I got home from work yesterday and noticed that the tin had blown off the far wood pile. There had been a very strong front passing through during the day, with heavy wind and rain. By late afternoon the sky was showing blue in the west--"the weekend's coming" I pointed to my office mate. But I went out to straighten up the pile, get the tin back on top of it and so forth, and when I came back in I'd apparently brought another harbinger of spring, cause this morning there was a deer tick dining on me. When I finish this I'm heading out to buy some wood so I can build a floor for our "shed in a box," which is a tent to store stuff in. I'll need to find the tick repellant too, as I'll be standing in the leaves to do the work. I hope I'll get significant progress today on this task, as Daytona is tomorrow. That's another harbinger.

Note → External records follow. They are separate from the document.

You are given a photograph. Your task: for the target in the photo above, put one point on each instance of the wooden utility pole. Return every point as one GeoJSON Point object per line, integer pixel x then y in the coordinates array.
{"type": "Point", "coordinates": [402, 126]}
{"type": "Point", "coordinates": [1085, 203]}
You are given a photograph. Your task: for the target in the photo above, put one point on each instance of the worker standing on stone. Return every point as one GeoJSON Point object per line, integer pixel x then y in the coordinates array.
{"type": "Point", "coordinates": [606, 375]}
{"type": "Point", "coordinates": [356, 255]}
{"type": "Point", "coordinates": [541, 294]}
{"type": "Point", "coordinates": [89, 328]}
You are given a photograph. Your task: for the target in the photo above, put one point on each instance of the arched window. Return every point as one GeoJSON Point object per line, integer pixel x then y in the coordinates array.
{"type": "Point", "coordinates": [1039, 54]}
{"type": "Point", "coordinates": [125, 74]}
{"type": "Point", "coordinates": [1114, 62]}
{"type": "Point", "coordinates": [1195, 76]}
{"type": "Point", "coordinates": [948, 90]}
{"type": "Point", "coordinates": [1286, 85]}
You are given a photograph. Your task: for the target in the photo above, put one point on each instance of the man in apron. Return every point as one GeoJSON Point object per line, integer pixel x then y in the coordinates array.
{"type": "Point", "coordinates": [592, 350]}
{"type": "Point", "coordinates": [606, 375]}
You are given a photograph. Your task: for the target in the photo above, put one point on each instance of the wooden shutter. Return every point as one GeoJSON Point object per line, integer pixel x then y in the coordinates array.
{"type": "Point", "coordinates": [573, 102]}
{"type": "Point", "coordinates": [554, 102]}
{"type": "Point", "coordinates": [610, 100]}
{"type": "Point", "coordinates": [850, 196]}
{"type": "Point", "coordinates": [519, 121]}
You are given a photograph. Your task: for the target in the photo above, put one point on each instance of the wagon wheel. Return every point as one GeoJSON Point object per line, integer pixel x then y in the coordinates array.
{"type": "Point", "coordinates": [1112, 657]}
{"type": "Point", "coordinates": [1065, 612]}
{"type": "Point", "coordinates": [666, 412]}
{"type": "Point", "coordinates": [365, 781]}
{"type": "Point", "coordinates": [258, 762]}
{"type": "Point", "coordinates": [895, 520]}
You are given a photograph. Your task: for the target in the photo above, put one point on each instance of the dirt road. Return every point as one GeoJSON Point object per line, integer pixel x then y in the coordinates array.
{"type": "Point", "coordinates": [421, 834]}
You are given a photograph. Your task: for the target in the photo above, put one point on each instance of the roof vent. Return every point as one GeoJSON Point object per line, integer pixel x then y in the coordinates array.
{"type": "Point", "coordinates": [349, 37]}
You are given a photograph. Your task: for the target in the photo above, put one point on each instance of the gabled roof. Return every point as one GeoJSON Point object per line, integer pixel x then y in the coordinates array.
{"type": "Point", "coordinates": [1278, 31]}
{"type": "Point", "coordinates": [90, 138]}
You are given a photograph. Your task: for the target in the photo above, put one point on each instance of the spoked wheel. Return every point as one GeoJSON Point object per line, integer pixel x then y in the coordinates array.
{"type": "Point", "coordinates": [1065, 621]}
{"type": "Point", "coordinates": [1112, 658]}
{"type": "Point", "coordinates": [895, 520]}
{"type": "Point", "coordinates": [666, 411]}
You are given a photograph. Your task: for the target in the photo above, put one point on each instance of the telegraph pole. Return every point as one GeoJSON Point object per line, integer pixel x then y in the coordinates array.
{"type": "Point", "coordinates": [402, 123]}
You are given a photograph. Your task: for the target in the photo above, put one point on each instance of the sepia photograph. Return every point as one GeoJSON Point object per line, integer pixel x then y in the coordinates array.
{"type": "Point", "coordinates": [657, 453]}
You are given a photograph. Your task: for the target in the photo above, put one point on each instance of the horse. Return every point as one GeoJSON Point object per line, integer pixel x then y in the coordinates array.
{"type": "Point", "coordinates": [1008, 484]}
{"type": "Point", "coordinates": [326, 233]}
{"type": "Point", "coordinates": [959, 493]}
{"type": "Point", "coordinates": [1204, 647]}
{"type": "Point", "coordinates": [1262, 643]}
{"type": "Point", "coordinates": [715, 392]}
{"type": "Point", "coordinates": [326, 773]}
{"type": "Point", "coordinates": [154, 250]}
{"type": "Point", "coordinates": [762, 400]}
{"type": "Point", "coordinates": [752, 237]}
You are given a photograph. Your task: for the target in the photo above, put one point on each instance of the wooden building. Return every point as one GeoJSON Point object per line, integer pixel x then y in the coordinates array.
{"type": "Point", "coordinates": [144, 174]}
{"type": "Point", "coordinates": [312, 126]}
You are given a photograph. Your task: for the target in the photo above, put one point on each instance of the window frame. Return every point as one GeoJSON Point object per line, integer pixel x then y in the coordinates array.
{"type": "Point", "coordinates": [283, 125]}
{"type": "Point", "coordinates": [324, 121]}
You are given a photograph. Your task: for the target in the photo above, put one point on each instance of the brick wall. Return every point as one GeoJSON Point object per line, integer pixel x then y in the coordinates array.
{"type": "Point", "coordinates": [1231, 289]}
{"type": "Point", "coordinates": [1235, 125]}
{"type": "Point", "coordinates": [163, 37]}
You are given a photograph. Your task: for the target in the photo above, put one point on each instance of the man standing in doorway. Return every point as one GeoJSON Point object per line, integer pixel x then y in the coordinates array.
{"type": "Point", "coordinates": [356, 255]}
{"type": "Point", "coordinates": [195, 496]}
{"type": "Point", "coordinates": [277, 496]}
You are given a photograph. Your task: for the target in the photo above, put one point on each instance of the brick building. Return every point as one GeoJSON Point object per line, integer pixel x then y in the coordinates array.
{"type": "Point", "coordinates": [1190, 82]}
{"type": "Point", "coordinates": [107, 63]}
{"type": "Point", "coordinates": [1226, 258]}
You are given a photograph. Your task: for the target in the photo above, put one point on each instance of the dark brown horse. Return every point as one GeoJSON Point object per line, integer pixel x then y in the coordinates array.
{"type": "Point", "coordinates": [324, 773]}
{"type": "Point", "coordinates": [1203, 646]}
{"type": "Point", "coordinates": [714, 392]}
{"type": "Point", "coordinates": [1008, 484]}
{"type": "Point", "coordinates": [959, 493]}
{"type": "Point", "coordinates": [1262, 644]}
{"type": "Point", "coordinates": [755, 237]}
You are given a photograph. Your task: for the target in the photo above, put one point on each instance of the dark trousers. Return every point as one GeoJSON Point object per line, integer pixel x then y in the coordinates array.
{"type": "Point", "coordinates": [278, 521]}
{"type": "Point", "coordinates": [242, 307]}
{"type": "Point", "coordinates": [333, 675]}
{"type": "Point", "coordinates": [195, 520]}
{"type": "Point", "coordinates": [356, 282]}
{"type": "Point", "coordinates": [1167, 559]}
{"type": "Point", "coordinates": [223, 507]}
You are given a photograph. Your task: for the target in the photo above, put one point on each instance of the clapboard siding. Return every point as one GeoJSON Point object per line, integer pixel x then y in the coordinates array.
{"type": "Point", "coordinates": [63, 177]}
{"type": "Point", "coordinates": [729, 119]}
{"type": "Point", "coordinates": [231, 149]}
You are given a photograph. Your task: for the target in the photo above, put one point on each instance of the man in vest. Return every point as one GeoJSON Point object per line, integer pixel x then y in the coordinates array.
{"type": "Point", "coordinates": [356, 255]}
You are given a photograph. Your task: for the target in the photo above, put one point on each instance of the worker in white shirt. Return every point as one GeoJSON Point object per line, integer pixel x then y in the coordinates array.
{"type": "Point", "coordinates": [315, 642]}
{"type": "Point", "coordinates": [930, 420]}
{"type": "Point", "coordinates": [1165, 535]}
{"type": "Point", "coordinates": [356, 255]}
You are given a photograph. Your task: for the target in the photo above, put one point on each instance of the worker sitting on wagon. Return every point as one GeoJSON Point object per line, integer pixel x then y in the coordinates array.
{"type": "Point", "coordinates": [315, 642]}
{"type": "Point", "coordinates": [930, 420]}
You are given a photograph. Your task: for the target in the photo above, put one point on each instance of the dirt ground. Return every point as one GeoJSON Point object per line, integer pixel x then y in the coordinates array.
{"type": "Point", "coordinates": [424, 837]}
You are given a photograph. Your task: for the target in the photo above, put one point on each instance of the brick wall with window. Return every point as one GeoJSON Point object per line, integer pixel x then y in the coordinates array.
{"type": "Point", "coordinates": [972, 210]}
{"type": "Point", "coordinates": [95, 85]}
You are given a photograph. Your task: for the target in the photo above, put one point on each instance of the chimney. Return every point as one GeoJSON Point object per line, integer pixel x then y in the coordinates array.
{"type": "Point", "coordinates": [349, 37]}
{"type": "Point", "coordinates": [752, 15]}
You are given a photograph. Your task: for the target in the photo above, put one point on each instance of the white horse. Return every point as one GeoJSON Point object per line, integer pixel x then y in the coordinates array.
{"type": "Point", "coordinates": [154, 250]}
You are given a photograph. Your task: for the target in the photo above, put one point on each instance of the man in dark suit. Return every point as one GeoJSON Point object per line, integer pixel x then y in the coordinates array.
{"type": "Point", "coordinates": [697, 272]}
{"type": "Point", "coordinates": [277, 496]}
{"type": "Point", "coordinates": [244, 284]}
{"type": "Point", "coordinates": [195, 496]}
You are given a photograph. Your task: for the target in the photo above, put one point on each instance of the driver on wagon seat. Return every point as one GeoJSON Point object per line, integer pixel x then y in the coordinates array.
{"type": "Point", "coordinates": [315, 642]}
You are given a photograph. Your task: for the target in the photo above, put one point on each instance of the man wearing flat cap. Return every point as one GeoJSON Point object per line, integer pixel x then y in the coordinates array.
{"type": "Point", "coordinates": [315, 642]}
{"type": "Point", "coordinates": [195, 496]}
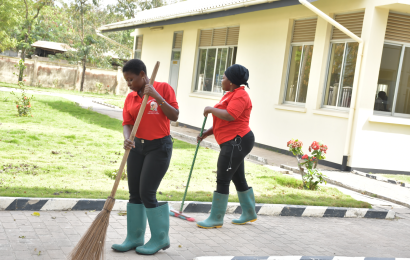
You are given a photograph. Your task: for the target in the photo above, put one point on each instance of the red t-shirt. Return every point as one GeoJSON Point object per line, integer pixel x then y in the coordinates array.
{"type": "Point", "coordinates": [239, 105]}
{"type": "Point", "coordinates": [154, 123]}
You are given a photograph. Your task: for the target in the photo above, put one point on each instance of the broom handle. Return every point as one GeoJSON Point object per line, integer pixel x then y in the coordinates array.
{"type": "Point", "coordinates": [133, 132]}
{"type": "Point", "coordinates": [192, 166]}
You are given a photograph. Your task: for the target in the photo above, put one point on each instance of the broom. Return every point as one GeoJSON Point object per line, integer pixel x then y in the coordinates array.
{"type": "Point", "coordinates": [91, 245]}
{"type": "Point", "coordinates": [173, 212]}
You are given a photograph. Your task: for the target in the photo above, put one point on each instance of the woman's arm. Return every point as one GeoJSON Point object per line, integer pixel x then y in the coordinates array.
{"type": "Point", "coordinates": [219, 113]}
{"type": "Point", "coordinates": [171, 112]}
{"type": "Point", "coordinates": [128, 144]}
{"type": "Point", "coordinates": [205, 134]}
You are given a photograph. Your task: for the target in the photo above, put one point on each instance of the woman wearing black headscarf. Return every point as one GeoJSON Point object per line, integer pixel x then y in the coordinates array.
{"type": "Point", "coordinates": [231, 129]}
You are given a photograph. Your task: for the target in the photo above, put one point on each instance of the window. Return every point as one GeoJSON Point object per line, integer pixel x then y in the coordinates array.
{"type": "Point", "coordinates": [217, 51]}
{"type": "Point", "coordinates": [392, 95]}
{"type": "Point", "coordinates": [300, 60]}
{"type": "Point", "coordinates": [342, 62]}
{"type": "Point", "coordinates": [138, 47]}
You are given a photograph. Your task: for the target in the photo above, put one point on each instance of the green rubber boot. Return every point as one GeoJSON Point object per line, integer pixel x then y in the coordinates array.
{"type": "Point", "coordinates": [216, 219]}
{"type": "Point", "coordinates": [158, 220]}
{"type": "Point", "coordinates": [136, 224]}
{"type": "Point", "coordinates": [247, 201]}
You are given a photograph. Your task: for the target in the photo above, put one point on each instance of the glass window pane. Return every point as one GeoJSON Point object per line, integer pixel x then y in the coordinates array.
{"type": "Point", "coordinates": [304, 73]}
{"type": "Point", "coordinates": [176, 55]}
{"type": "Point", "coordinates": [333, 75]}
{"type": "Point", "coordinates": [137, 55]}
{"type": "Point", "coordinates": [345, 94]}
{"type": "Point", "coordinates": [386, 84]}
{"type": "Point", "coordinates": [403, 94]}
{"type": "Point", "coordinates": [209, 70]}
{"type": "Point", "coordinates": [201, 70]}
{"type": "Point", "coordinates": [293, 74]}
{"type": "Point", "coordinates": [220, 69]}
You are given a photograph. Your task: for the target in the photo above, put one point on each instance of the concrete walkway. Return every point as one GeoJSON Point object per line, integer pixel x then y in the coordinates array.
{"type": "Point", "coordinates": [394, 194]}
{"type": "Point", "coordinates": [52, 235]}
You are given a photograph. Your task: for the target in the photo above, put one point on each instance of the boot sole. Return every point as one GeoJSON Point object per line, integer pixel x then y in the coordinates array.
{"type": "Point", "coordinates": [253, 220]}
{"type": "Point", "coordinates": [209, 227]}
{"type": "Point", "coordinates": [164, 248]}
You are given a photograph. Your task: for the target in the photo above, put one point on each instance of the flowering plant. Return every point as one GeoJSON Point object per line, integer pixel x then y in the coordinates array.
{"type": "Point", "coordinates": [312, 178]}
{"type": "Point", "coordinates": [23, 103]}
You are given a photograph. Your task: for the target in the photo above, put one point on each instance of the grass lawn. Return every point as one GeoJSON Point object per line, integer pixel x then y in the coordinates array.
{"type": "Point", "coordinates": [66, 151]}
{"type": "Point", "coordinates": [402, 178]}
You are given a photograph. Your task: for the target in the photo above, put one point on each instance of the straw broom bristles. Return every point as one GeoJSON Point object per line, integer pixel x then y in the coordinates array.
{"type": "Point", "coordinates": [91, 245]}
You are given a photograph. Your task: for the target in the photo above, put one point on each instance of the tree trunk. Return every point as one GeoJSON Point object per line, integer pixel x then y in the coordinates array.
{"type": "Point", "coordinates": [21, 69]}
{"type": "Point", "coordinates": [83, 76]}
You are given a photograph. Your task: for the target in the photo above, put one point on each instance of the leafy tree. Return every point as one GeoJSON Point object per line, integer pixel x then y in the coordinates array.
{"type": "Point", "coordinates": [8, 21]}
{"type": "Point", "coordinates": [31, 11]}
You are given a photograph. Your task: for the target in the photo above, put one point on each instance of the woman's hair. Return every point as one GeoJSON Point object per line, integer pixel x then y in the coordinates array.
{"type": "Point", "coordinates": [135, 66]}
{"type": "Point", "coordinates": [238, 75]}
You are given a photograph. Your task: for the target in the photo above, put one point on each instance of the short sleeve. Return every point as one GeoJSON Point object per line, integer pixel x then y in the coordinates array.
{"type": "Point", "coordinates": [238, 104]}
{"type": "Point", "coordinates": [169, 96]}
{"type": "Point", "coordinates": [126, 116]}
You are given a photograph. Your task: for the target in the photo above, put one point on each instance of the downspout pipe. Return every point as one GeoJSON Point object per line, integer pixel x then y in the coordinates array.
{"type": "Point", "coordinates": [348, 141]}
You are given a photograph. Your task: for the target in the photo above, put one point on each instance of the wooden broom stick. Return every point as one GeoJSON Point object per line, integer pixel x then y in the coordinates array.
{"type": "Point", "coordinates": [91, 245]}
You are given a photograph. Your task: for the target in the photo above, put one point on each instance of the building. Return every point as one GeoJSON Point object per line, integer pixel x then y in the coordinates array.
{"type": "Point", "coordinates": [308, 79]}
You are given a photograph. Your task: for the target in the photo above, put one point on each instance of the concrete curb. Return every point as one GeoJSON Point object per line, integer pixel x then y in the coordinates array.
{"type": "Point", "coordinates": [296, 170]}
{"type": "Point", "coordinates": [66, 204]}
{"type": "Point", "coordinates": [294, 258]}
{"type": "Point", "coordinates": [214, 146]}
{"type": "Point", "coordinates": [380, 178]}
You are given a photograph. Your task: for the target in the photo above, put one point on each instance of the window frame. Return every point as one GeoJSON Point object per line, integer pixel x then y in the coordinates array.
{"type": "Point", "coordinates": [136, 44]}
{"type": "Point", "coordinates": [303, 44]}
{"type": "Point", "coordinates": [206, 59]}
{"type": "Point", "coordinates": [332, 42]}
{"type": "Point", "coordinates": [399, 70]}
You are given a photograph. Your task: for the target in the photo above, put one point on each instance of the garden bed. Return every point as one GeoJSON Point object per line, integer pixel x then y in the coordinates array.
{"type": "Point", "coordinates": [67, 151]}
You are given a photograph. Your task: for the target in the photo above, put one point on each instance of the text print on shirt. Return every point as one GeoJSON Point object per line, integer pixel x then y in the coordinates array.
{"type": "Point", "coordinates": [153, 107]}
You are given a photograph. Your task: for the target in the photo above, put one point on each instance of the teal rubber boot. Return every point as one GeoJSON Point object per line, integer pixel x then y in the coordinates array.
{"type": "Point", "coordinates": [136, 224]}
{"type": "Point", "coordinates": [158, 220]}
{"type": "Point", "coordinates": [247, 201]}
{"type": "Point", "coordinates": [216, 219]}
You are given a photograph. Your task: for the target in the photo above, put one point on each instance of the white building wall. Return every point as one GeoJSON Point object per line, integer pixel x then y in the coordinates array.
{"type": "Point", "coordinates": [263, 48]}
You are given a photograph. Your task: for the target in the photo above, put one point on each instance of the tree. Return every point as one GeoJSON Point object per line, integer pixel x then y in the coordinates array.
{"type": "Point", "coordinates": [31, 12]}
{"type": "Point", "coordinates": [8, 21]}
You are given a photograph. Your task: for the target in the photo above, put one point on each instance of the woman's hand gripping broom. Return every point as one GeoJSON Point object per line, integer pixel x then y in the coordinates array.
{"type": "Point", "coordinates": [91, 245]}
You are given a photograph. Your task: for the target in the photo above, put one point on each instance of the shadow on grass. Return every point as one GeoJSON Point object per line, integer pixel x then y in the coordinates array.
{"type": "Point", "coordinates": [87, 116]}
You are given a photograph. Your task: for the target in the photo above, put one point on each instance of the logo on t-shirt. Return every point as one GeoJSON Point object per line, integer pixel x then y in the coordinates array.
{"type": "Point", "coordinates": [153, 106]}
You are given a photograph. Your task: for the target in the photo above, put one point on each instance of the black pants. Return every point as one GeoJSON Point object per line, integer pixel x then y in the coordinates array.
{"type": "Point", "coordinates": [231, 163]}
{"type": "Point", "coordinates": [146, 166]}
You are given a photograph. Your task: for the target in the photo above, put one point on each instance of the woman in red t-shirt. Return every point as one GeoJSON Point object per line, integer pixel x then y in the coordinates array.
{"type": "Point", "coordinates": [149, 158]}
{"type": "Point", "coordinates": [232, 132]}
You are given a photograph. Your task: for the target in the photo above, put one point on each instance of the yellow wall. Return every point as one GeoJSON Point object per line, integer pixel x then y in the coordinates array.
{"type": "Point", "coordinates": [264, 48]}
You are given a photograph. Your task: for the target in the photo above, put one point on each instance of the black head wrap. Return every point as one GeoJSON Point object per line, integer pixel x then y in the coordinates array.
{"type": "Point", "coordinates": [237, 74]}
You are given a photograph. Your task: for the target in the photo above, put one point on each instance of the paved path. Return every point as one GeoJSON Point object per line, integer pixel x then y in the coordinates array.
{"type": "Point", "coordinates": [56, 233]}
{"type": "Point", "coordinates": [397, 193]}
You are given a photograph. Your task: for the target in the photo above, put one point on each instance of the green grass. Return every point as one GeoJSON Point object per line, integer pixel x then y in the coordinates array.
{"type": "Point", "coordinates": [64, 150]}
{"type": "Point", "coordinates": [402, 178]}
{"type": "Point", "coordinates": [65, 91]}
{"type": "Point", "coordinates": [118, 103]}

"The King," that would be Richard Petty, from Level Cross, NC, just up the road, said this week that Danica Patrick would never win a race and was only in the field cause she was a purtty little thang and was good for bidness, her'n and NASCAR's. It reminded me of a bet that a guy I laid bricks and block with back in '86 had with the whole crew and, for that matter, the world. "Richard Petty will never win another race" he said. This was in fact after Richard's last win, although Richard was still running then. It was before Richard ran for I think it was Lieutenant Governor of NC on the Republican ticket. He was doing pretty good too, until one day on I-85 up near Level Cross he tapped a guy in front of him for going too slow. A week or two later he had to drop out of the race. You can look it up.
Richard has of course got a lot of flack for saying that about Danica. Tony Stewart has tossed some high test onto the fire by suggesting that Danica have a match race with the King. What in the world Danica could possibly win in that set up I don't know, and Tony Stewart ought to think before he runs his mouth, as should Richard for that matter. As many have pointed out, The King is 76 these days. But I really did like The King's complaint about the coverage. "I'm not sexist," he said. "I've been married to the same woman for 55 years."
They are all race car drivers, when you get down to it. To be good at it, you'd best start when you're a kid. Danica did. So did Richard. So did Tony. So did Jimmie. So did Dale, and Dale Jr. You only got so much time. If you're good at driving a stock car or an Indy car, pretty much you don't have time to learn about high flown concepts like the special theory of relativity, or the method of carbon-dating, or the social analysis of "sexism" and "racism." Go watch "Senna." As Jimmie says, best racing movie ever made. You can see the end on youtube if you want. Look it up. It's February 22nd here in NC, but damn! Spring is here. Daytona is tomorrow. Hopefully nobody gets killed.